Thermal dilepton rate and electrical conductivity: An analysis of vector current correlation functions in quenched lattice QCD

TL;DR

This study uses quenched lattice QCD to precisely calculate vector current correlation functions at high temperature, providing insights into electrical conductivity and dilepton production in the quark-gluon plasma.

Contribution

It presents the first continuum-extrapolated vector correlation functions at T=1.45 Tc with high accuracy, constraining the spectral function and related transport coefficients.

Findings

Vector correlator deviates less than 9% from free theory.

Second thermal moment differs less than 7% from free value.

Results inform electrical conductivity and dilepton rate estimates.

Abstract

We calculate the vector current correlation function for light valence quarks in the deconfined phase of QCD. The calculations have been performed in quenched lattice QCD at T=1.45 Tc for four values of the lattice cut-off on lattices up to size 128^3x48. This allows to perform a continuum extrapolation of the correlation function in the Euclidean time interval tau*T -in [0.2, 0.5], which extends to the largest temporal separations possible at finite temperature, to better than 1% accuracy.
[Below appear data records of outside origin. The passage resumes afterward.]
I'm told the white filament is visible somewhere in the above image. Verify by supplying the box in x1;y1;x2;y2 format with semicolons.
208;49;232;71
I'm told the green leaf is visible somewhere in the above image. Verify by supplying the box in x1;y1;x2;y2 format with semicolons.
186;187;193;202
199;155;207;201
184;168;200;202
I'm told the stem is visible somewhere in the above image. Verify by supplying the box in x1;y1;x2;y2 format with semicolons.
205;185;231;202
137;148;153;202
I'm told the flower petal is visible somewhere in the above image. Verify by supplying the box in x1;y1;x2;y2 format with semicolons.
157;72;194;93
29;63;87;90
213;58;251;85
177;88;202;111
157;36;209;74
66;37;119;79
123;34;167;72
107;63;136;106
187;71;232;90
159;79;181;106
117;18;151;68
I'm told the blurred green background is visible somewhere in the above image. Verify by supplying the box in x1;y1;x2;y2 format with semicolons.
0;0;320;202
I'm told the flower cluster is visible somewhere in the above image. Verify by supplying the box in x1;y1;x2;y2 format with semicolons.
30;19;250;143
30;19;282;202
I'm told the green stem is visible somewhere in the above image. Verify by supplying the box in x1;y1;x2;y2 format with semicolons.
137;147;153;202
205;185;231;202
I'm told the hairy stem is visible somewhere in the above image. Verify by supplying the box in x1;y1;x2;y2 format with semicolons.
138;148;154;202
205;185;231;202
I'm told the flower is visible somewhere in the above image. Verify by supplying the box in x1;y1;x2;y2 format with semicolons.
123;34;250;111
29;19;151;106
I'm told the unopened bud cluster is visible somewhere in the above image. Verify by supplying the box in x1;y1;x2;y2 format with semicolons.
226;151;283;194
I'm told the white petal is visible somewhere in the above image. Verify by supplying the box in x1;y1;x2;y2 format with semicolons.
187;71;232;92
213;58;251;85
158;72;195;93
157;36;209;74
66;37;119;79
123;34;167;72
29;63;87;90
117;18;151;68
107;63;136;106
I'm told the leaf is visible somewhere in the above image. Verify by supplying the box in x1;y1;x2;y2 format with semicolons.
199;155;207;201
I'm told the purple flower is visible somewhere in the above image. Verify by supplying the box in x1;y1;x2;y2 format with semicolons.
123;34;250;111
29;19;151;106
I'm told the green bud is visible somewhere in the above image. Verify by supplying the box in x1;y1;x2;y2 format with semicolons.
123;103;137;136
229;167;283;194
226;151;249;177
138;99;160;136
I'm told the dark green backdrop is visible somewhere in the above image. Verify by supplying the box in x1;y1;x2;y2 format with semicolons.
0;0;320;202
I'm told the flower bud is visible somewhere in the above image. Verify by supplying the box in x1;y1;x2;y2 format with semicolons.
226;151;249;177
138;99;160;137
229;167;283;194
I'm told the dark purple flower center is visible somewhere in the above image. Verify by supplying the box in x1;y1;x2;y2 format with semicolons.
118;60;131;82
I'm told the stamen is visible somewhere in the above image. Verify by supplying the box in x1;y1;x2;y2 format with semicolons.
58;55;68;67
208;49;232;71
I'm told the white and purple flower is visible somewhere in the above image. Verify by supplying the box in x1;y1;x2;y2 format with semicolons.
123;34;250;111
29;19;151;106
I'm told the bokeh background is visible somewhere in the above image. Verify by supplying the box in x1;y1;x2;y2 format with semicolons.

In this interval, at the value of the temperature investigated, we find that the vector correlation function never deviates from the free correlator for massless quarks by more than 9%. We also determine the first two non-vanishing thermal moments of the vector meson spectral function. The second thermal moment deviates by less than 7% from the free value. With these constraints, we then proceed to extract information on the spectral representation of the vector correlator and discuss resulting consequences for the electrical conductivity and the thermal dilepton rate in the plasma phase.